HOB - Hospital Oftalmológico de Brasília (DF) — Prova 2022
Uma paciente de 37 anos de idade apresenta dor abdominal de forte intensidade em região epigástrica, em hipocôndrio direito e dorso há um dia, acompanhada de náuseas e vômitos. Nega episódios anteriores. Ao exame, encontrava-se desidratada ++/4+, com pulso de 112 bpm e PA = 130 mmHg X 80 mmHg. Verificaram-se abdome globoso, flácido, pouco doloroso à palpação em epigástrio e Murphy negativo, com descompressão brusca negativa. Os exames iniciais mostram Hb = 14,7 g/dL, leucócitos 14.760/mm³, e creatinina = 1,6 mg/dL, amilase = 870 UI e bilirrubinas totais = 2,3 mg/dL.Considerando esse caso clínico, julgue o item.O ultrassom é um exame obrigatório para essa paciente e que trará informações importantes para a condução do caso.
Pancreatite aguda com suspeita biliar (bilirrubina ↑) → USG abdominal é obrigatório para identificar colelitíase/coledocolitíase.

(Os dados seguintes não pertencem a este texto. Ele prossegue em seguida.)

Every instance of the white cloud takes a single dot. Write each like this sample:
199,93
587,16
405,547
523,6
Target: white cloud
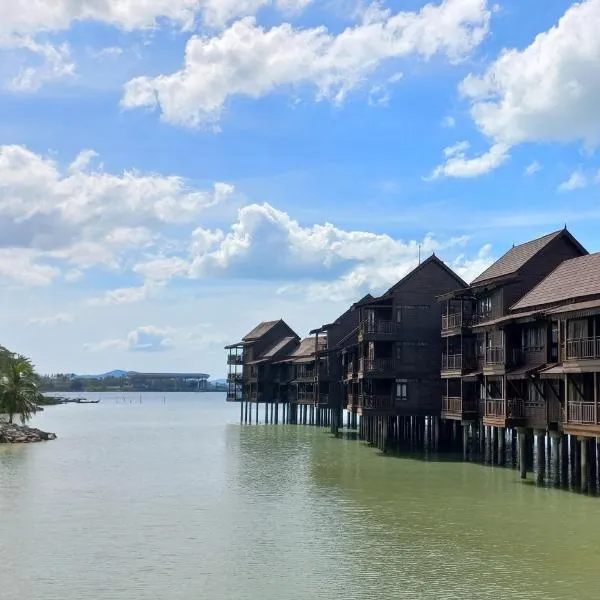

Em um quadro de pancreatite aguda, especialmente com elevação de bilirrubinas, a etiologia biliar (colelitíase ou coledocolitíase) é a causa mais comum. O ultrassom abdominal é o exame de escolha inicial para investigar a presença de cálculos biliares e dilatação de vias biliares.

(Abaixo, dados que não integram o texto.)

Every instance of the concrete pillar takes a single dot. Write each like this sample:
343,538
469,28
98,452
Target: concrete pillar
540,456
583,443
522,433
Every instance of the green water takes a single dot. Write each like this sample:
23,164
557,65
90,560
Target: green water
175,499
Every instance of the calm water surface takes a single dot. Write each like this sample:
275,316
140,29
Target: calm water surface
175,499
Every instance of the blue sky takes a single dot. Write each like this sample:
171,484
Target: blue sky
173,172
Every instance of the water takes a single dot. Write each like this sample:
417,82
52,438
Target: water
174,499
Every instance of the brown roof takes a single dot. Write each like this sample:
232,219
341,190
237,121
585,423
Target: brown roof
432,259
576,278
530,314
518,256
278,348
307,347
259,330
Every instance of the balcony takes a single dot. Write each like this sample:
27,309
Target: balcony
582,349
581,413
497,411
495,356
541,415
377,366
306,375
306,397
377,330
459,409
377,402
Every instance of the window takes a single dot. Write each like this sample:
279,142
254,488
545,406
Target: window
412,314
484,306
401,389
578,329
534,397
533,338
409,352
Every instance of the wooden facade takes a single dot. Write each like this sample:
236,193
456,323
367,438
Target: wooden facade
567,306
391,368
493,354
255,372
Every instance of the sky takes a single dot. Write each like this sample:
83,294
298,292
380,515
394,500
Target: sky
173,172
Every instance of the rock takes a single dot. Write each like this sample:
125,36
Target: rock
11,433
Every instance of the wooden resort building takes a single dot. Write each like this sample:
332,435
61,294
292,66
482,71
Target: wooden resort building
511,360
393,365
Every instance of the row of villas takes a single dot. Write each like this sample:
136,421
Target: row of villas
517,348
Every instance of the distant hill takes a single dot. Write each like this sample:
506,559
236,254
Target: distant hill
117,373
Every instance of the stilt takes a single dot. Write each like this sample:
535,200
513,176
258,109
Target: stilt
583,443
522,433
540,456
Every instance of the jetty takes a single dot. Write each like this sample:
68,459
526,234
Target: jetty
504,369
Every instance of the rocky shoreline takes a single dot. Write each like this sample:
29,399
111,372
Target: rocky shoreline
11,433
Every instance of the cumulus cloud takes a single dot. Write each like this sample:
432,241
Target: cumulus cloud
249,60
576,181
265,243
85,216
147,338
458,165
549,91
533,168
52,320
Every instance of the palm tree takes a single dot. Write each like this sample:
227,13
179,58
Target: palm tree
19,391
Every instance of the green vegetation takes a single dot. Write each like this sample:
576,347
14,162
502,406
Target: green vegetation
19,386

A pancreatite aguda é uma inflamação súbita do pâncreas, caracterizada por dor abdominal intensa, geralmente epigástrica, que irradia para o dorso, acompanhada de náuseas e vômitos. É uma condição comum e potencialmente grave, com incidência crescente. As principais causas são a etiologia biliar (colelitíase/coledocolitíase) e o alcoolismo, respondendo por cerca de 80% dos casos. O diagnóstico é feito pela presença de dois dos três critérios: dor abdominal característica, elevação de amilase e/ou lipase séricas em pelo menos 3 vezes o limite superior da normalidade, e achados de imagem compatíveis. A fisiopatologia envolve a ativação prematura de enzimas pancreáticas dentro do próprio pâncreas, levando à autodigestão do órgão. A elevação das bilirrubinas, como no caso, sugere fortemente uma etiologia biliar, onde um cálculo obstrui o ducto biliar comum e o ducto pancreático. A ultrassonografia abdominal é um exame de imagem inicial crucial e obrigatório na avaliação da pancreatite aguda, especialmente para identificar a presença de colelitíase ou coledocolitíase, que são causas tratáveis e que podem necessitar de intervenção específica (como CPRE). Outros exames de imagem, como a tomografia computadorizada, são reservados para avaliar a gravidade, complicações ou quando o diagnóstico é incerto. O manejo inicial inclui hidratação venosa agressiva, analgesia e suporte nutricional.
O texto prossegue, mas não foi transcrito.